ベトナムの子供たちを考える(柏倉 実) 今回のベトナム研修ツアーで、親に捨てられたストリートチルドレンが身を寄せる施設や、学校がなくて家で働く子供たちがいる山岳地帯・道以外がすべて水の中のメコンデルタ地帯をみてきました。子供たちへの学校の必要性を感じると同時に子供を放っておく親に少々憤りも感じていました。
研修ツアーの最終日、ホーチミンの【戦争犯罪博物館】に入りました。入り口には戦争で使われた『戦車』『飛行機』などが外に展示されており、その迫力に「凄いなぁ」なんて脳天気に驚いていました。しかし、館内の展示物を見た瞬間からその驚きは『悲しく、悲惨な驚き』へと一変しました。
荒廃した大地で血を流し折り重なる死体の山
武器を突きつけられ手を合わせて命乞いする農民
爆撃で下半身がなくなった死体を拾い上げる兵士
農民の首を並べ自慢する兵士
枯葉剤により奇形となり生まれた赤ちゃんのホルマリン漬け
熱で焼焦げ墨のようになっている死体
当時を再現した拷問部屋と斬首刑台
殺された母親の脇で泣いている子供たち悲惨な展示物はまだまだ数多くありました。私のこころにずしりと何かが圧し掛かったようです。そういえば、家でベトナムの資料をみていたときにこんな一文がありました。

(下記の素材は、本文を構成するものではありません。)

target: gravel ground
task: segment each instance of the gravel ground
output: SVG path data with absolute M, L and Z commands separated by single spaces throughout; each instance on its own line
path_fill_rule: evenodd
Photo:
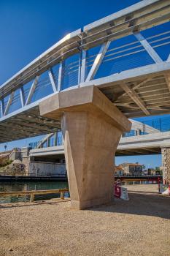
M 129 201 L 83 211 L 69 199 L 1 205 L 0 255 L 170 255 L 170 197 L 127 187 Z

「いまの人はみんな人間の命を食べて生きている。戦争で死んだ人の命を食べて生きている。戦争に反対して殺された人の命を生きて食べている。平気で命を食べている人がいる。苦しそうに食べている人もいる。」(灰谷 健次郎・作「兎の目」)
わたしは、平気で命を食べていた人だったんですね。
そして、この街の親から捨てられたストリートチルドレンやメコンデルタ地帯や山岳地で学校に行かずに働いている子供が浮かんできました。親は好きで子供を捨てたわけじゃない、好きで子供を学校にやらないわけじゃないです。だって、この子達の親は30年前の悲劇を目の前で見てきた人たち、苦しみながら人間の命を食べている人たちなんです。なのに、苦しんで立ち上がり一生懸命に働いても働いても・・子供を満足に育てることができません。このままでは、その子供たちもまた同じ道を辿るでしょう。わたしは、この子供たちを助けてあげたい。支えてあげたい。いま、ベトナムに必要なものは教育です。学校です。
学校を作るということは、つくった学校で勉強すれば街に就職ができる⇒お金が稼げる・生活が楽になる⇒そしてその子供も学校で勉強させることができる⇒街へ就職ができる、あるいは技術を身に付け村に戻る、先生になって戻ってくる。 こんな好循環を作ることができます。貧富の差も徐々に縮まると思います。
私たちみんなが行なった募金で学校を作るということはとても意義があることと感じます。苦しみながら命を食べる人々・子供たちを支えてあげることができるのですから。
みなさんは平気で人の命を食べていますか?それとも苦しみながら食べていますか?